Far Western Frontier True West Magazine
Fallen Timbers.

During the 1770s Spain believed her colony of Florida was under threat from American frontier settlers and was determined to stop American settlement in Tennessee, and Kentucky.  After France ceded the Louisiana Territory to Spain in 1762, New Orleans became the main weapon against the frontier Americans who needed the port to ship their goods to market.

Spain, hoping to divide the Americans, closed the port from 1784 to 1789.  Spain offered trade privileges to Yankee traders in return for agreeing not to oppose the closing of New Orleans.  Congress failed to pass the measure by only two votes but it demonstrated that Northern merchants were willing to sacrifice the rights of westerner’s for their own benefit. This turned Southerners against Northerners eighty years before Civil War.

Frontiersmen began to question the wisdom of remaining loyal to the U.S. and Spain hoped to encourage open rebellion between Americans.

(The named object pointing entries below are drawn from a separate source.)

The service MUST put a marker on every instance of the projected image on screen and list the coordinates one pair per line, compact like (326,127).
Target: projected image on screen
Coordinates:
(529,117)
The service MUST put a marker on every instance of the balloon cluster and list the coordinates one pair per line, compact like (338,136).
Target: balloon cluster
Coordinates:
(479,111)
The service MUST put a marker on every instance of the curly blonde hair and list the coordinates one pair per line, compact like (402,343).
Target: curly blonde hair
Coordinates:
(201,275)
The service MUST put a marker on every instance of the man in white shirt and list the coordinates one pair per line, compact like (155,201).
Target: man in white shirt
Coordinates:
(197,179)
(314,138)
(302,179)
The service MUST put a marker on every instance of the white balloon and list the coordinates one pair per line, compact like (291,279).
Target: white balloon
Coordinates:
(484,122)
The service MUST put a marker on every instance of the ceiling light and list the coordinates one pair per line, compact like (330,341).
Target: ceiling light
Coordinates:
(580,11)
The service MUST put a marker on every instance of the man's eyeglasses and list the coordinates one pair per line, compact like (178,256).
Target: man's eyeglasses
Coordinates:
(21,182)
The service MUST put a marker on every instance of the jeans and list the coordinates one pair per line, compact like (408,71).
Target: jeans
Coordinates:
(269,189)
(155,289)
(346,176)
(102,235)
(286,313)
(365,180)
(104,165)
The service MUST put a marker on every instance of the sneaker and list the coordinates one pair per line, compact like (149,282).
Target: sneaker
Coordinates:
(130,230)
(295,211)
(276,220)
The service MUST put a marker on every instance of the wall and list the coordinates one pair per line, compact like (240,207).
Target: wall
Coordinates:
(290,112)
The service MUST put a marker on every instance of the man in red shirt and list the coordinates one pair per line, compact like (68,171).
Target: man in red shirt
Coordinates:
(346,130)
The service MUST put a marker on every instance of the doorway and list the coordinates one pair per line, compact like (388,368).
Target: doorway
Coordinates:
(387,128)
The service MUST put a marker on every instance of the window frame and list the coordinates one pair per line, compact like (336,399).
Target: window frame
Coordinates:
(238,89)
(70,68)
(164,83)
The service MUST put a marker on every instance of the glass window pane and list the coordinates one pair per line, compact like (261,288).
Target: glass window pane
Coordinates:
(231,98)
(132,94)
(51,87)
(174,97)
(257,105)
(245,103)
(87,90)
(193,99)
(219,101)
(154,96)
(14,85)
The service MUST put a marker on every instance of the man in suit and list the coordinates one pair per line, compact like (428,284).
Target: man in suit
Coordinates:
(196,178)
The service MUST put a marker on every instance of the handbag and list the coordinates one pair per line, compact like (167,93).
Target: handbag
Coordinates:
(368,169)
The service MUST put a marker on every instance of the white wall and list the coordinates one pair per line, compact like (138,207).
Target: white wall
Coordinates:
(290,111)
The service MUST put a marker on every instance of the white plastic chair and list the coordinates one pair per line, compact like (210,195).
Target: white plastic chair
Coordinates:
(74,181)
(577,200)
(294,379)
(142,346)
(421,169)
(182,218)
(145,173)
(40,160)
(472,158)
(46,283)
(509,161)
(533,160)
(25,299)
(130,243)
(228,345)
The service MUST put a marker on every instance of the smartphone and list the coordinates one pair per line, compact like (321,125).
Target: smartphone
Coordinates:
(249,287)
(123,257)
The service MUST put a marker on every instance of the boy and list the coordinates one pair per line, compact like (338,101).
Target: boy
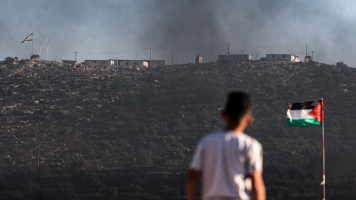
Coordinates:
(229,161)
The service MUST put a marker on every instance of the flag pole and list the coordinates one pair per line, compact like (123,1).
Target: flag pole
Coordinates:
(322,127)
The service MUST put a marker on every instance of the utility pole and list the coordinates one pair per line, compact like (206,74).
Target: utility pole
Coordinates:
(172,57)
(150,57)
(324,179)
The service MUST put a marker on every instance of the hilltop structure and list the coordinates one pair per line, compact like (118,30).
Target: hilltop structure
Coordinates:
(234,57)
(123,63)
(282,57)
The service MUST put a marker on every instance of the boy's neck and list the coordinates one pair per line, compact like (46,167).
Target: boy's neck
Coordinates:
(236,130)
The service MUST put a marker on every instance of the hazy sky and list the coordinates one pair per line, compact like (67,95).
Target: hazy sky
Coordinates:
(125,29)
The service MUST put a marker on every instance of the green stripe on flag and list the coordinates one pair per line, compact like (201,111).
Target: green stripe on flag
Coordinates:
(303,122)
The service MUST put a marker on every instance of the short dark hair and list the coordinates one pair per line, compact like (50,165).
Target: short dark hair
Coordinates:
(237,106)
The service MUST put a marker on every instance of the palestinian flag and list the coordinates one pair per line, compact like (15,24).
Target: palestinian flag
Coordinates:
(307,114)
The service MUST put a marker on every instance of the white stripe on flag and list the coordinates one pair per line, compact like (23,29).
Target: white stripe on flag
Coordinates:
(299,114)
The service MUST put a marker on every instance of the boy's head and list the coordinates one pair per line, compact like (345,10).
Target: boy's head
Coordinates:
(237,110)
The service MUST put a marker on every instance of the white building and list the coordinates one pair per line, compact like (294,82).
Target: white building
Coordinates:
(123,63)
(99,63)
(282,57)
(234,57)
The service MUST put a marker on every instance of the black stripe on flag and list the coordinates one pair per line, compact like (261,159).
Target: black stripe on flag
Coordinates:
(304,105)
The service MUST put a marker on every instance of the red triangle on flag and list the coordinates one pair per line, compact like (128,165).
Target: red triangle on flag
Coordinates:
(317,113)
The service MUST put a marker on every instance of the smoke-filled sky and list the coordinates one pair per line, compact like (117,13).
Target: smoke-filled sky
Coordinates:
(126,29)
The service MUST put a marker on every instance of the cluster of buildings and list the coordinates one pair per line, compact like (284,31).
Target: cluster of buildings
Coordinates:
(118,62)
(199,59)
(269,57)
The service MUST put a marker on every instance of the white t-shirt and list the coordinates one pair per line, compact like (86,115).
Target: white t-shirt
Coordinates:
(225,159)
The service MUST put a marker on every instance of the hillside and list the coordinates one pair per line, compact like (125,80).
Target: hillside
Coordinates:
(83,119)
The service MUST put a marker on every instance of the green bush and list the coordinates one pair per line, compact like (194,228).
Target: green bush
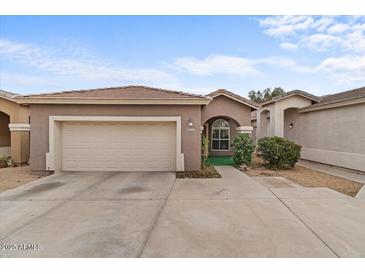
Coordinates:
(243,147)
(280,153)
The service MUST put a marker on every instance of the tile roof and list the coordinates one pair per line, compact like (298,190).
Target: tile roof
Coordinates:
(236,96)
(291,93)
(7,94)
(124,92)
(343,96)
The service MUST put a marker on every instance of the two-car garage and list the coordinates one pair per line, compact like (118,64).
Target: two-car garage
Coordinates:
(118,146)
(132,128)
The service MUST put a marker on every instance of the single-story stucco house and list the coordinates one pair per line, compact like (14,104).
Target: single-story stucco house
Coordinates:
(14,128)
(138,128)
(330,129)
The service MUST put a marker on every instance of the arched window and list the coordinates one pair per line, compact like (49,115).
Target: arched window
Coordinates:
(220,135)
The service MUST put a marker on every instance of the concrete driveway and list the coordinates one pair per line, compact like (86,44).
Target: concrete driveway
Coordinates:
(113,214)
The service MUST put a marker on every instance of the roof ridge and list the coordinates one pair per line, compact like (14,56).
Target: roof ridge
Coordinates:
(7,94)
(119,87)
(242,98)
(342,92)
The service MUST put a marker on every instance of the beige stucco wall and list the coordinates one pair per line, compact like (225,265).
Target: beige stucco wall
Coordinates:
(19,140)
(4,130)
(226,107)
(191,140)
(276,109)
(334,136)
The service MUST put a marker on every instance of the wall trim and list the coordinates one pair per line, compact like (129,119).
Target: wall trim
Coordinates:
(19,127)
(53,159)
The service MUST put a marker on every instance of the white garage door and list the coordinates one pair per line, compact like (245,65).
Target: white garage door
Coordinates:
(108,146)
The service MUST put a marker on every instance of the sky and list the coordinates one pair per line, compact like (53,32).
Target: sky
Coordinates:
(197,54)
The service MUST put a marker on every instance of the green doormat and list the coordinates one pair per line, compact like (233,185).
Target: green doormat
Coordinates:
(220,160)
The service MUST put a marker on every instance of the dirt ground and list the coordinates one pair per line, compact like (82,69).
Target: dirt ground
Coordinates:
(11,177)
(306,177)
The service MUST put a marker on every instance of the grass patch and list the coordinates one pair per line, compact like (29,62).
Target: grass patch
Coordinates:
(306,177)
(207,172)
(220,161)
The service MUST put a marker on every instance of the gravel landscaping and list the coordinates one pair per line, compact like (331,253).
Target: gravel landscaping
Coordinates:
(12,177)
(306,177)
(207,172)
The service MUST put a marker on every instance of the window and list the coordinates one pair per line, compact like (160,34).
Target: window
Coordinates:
(220,135)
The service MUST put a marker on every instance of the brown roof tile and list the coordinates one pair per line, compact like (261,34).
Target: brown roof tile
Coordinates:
(291,93)
(236,96)
(125,92)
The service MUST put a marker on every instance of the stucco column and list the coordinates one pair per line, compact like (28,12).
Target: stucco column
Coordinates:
(19,138)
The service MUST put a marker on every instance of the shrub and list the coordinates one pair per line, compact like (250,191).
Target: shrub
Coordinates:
(243,147)
(280,153)
(3,161)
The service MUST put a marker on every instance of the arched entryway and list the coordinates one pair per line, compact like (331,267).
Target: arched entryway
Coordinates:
(291,124)
(265,123)
(5,138)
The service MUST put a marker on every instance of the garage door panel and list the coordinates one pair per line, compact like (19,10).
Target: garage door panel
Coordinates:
(118,147)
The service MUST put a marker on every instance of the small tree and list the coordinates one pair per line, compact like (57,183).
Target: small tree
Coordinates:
(205,149)
(243,147)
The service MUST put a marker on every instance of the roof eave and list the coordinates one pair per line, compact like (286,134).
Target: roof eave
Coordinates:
(233,98)
(333,104)
(289,95)
(113,101)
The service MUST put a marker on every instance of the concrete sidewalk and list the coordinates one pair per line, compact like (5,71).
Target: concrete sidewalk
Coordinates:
(116,214)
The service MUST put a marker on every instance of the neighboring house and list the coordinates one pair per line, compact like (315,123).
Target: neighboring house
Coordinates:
(14,128)
(137,128)
(225,116)
(330,129)
(132,128)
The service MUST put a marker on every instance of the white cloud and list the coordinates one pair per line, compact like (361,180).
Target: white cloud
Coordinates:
(86,67)
(286,25)
(338,28)
(320,42)
(317,33)
(345,69)
(230,65)
(289,46)
(217,64)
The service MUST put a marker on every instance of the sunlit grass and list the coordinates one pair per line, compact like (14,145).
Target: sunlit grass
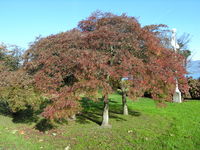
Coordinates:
(148,126)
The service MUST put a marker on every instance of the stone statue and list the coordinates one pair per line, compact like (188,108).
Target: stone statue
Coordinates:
(177,94)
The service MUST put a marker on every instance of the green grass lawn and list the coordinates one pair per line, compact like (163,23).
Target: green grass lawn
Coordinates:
(148,127)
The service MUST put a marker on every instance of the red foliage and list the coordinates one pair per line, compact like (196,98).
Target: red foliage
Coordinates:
(104,47)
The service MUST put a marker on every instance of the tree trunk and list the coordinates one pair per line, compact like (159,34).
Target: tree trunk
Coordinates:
(125,107)
(105,122)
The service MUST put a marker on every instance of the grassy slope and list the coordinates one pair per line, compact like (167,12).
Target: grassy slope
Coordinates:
(147,127)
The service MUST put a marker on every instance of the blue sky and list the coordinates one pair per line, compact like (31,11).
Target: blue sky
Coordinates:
(23,20)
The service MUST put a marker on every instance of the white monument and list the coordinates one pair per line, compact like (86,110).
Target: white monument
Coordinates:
(177,94)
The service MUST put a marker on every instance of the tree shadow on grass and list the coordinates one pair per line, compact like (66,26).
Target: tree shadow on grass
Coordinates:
(93,110)
(44,125)
(25,116)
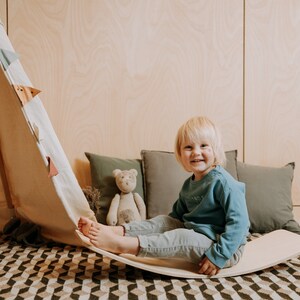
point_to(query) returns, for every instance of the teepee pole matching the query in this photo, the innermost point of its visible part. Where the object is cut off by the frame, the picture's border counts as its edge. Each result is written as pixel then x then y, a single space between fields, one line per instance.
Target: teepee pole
pixel 5 183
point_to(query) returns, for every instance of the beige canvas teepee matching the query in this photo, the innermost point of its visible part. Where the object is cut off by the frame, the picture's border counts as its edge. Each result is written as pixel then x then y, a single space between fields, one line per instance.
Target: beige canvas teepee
pixel 37 183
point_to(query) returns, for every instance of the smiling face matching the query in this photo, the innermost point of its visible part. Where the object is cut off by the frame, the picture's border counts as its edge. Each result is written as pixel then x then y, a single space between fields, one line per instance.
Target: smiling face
pixel 197 157
pixel 198 146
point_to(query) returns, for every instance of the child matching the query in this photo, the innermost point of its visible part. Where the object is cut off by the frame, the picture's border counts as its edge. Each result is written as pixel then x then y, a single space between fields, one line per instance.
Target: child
pixel 209 222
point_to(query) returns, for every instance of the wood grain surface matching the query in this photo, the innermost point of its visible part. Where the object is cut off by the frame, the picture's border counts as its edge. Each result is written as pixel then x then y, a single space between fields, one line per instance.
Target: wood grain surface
pixel 272 94
pixel 121 76
pixel 3 11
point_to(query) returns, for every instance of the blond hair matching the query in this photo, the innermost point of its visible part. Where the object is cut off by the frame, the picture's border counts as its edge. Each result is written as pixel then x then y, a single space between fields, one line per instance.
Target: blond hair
pixel 198 128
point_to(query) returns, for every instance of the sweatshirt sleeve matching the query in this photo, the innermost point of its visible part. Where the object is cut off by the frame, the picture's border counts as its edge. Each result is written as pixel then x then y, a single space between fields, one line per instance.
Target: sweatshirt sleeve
pixel 178 210
pixel 237 224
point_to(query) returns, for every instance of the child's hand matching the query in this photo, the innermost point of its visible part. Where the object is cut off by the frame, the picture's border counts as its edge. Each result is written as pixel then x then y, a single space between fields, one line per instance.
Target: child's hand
pixel 207 267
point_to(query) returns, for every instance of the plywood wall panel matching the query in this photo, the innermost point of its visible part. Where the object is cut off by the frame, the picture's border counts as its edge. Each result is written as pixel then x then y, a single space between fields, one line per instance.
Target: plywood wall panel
pixel 3 12
pixel 121 76
pixel 272 85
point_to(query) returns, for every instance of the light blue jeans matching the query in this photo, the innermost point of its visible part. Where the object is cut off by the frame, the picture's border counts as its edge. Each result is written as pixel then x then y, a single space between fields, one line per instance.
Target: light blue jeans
pixel 166 237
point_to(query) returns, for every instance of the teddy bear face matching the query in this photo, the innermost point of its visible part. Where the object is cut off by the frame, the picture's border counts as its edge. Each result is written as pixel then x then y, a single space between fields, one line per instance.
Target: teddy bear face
pixel 126 181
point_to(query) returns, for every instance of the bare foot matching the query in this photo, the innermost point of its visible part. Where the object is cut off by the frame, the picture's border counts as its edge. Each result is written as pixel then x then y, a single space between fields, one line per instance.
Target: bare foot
pixel 103 237
pixel 84 225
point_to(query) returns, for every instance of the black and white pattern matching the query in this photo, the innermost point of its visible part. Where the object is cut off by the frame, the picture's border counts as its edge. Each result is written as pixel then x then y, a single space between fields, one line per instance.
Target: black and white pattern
pixel 67 272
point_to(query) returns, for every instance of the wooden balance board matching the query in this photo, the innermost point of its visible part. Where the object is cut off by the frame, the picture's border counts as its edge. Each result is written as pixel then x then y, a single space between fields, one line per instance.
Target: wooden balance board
pixel 261 253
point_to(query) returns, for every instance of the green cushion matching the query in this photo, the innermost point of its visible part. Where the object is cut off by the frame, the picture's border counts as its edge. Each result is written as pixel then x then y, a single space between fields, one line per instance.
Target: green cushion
pixel 102 179
pixel 164 177
pixel 268 196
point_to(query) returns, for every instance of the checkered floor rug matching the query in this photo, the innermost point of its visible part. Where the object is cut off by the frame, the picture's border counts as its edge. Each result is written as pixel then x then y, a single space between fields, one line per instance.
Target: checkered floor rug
pixel 67 272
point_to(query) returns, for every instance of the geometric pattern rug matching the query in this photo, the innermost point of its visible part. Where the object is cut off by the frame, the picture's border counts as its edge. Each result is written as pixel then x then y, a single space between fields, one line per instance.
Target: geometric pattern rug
pixel 69 272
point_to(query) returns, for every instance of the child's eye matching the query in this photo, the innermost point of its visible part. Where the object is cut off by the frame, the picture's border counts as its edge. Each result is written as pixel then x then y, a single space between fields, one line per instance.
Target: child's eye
pixel 188 147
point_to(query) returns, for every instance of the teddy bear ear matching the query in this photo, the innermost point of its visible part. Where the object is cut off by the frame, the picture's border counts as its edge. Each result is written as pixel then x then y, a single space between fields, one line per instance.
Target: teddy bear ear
pixel 116 172
pixel 133 171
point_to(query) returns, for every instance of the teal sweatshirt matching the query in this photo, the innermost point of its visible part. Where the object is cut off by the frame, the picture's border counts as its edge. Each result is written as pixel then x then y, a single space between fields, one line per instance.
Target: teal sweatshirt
pixel 216 207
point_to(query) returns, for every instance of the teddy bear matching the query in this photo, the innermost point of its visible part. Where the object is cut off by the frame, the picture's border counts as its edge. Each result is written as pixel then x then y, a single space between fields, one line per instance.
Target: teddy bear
pixel 126 206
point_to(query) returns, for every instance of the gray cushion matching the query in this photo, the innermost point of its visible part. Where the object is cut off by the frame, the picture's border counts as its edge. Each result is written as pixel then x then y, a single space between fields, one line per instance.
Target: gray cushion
pixel 268 196
pixel 164 177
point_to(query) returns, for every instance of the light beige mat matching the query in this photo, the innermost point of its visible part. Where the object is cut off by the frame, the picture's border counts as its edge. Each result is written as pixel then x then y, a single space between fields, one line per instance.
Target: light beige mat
pixel 266 251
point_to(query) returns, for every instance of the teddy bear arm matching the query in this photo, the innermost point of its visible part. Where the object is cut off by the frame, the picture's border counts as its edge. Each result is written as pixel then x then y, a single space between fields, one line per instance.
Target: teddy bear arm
pixel 111 218
pixel 140 205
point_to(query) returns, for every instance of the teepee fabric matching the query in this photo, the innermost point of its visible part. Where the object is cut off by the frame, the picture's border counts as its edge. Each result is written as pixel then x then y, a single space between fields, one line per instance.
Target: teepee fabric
pixel 34 170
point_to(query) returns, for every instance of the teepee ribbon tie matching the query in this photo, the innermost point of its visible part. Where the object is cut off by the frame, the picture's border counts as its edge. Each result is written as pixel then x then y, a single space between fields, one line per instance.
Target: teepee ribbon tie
pixel 25 93
pixel 7 57
pixel 52 171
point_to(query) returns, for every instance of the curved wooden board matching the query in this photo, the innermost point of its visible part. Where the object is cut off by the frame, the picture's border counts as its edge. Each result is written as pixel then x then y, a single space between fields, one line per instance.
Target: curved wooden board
pixel 264 252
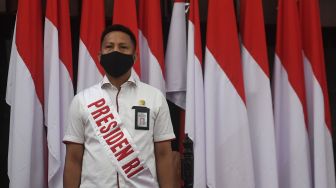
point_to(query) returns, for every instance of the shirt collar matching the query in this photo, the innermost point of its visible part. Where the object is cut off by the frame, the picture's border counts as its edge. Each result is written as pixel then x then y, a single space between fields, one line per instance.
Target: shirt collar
pixel 132 80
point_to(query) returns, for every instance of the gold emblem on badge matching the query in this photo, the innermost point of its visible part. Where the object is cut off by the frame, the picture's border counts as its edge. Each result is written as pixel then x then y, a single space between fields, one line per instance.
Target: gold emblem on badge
pixel 142 102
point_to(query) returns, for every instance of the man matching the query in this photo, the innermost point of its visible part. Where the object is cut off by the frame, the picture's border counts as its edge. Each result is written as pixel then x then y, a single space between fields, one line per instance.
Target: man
pixel 120 130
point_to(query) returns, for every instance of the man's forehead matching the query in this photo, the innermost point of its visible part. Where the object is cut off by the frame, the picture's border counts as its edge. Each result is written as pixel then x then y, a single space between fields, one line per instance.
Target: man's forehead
pixel 117 36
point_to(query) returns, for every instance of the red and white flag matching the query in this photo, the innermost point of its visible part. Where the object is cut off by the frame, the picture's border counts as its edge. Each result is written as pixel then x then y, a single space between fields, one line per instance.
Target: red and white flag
pixel 90 71
pixel 26 152
pixel 194 114
pixel 58 87
pixel 258 93
pixel 176 56
pixel 151 45
pixel 319 119
pixel 290 101
pixel 124 13
pixel 228 146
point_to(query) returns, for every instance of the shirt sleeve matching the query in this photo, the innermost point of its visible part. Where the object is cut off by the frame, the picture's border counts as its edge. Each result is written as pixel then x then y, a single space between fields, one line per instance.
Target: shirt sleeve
pixel 74 132
pixel 163 128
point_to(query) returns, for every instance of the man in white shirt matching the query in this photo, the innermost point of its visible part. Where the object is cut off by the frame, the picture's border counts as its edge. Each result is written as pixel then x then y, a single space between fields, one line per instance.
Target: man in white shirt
pixel 120 131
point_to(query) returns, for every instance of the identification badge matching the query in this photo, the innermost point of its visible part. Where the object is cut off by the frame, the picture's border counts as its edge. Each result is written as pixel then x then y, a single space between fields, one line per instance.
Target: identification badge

At the same time Spain was arming the Creek, Chickasaw and Choctaw tribes in the areas around Florida.

Meanwhile in the Old Northwest, England was violating the treaty ending the Revolutionary War by refusing to vacate her old forts.  She was also supplying the Iroquois with arms to fight Americans moving west.

In 1791, American General, Arthur St. Claire led a force against a confederacy of American Indians and on November 4th, at the Battle of the Wabash, his troops were ambushed, losing 900 men. It was the most decisive defeat in American history.

Three years later, on August 20th, 1794 near present day Toledo, Ohio, “Mad” Anthony Wayne (he wasn’t really mad, just brilliant) won decisively over the Iroquois at the Battle of Fallen Timbers.  The British locked the fortress gates on their allies leaving them to be slaughtered by the victors. It was the final battle of the Northwest Indian War.

England and Spain were now both embroiled in European wars.  England finally vacated her forts and Spain agreed to quit arming Indians in Florida.

In 1800, Napoleon pressured Spain to cede Louisiana back to France, then in 1803, he turned around and sold it to U. S. for $15 million. The U.S. acquired some 800,000 square miles for the price of three cents an acre.  Barings Bank of England (it finally collapsed in 1995) financed the purchase despite the fact it was at war with France at the time and the money would be used by Napoleon to fight them. The reason: England believed they could take it away from the Americans much easier than they could snatch it from France.

There were important people in Congress who opposed developing the West.

One such luminary was the Senator from Massachusetts Daniel Webster.  In 1845 he said, “What do we want with this region of savages and wild beasts, of deserts, of shifting sands and whirlwinds of dust, of cactus and prairie dogs?”  He went on to say, “To what use could we ever put those endless mountain ranges?…What could we do with the western coast line three thousand miles away, rock-bound, cheerless and uninviting?”

Fortunately Thomas Jefferson thought differently.

It’s good to remember; in times like these there has always been “times like these.”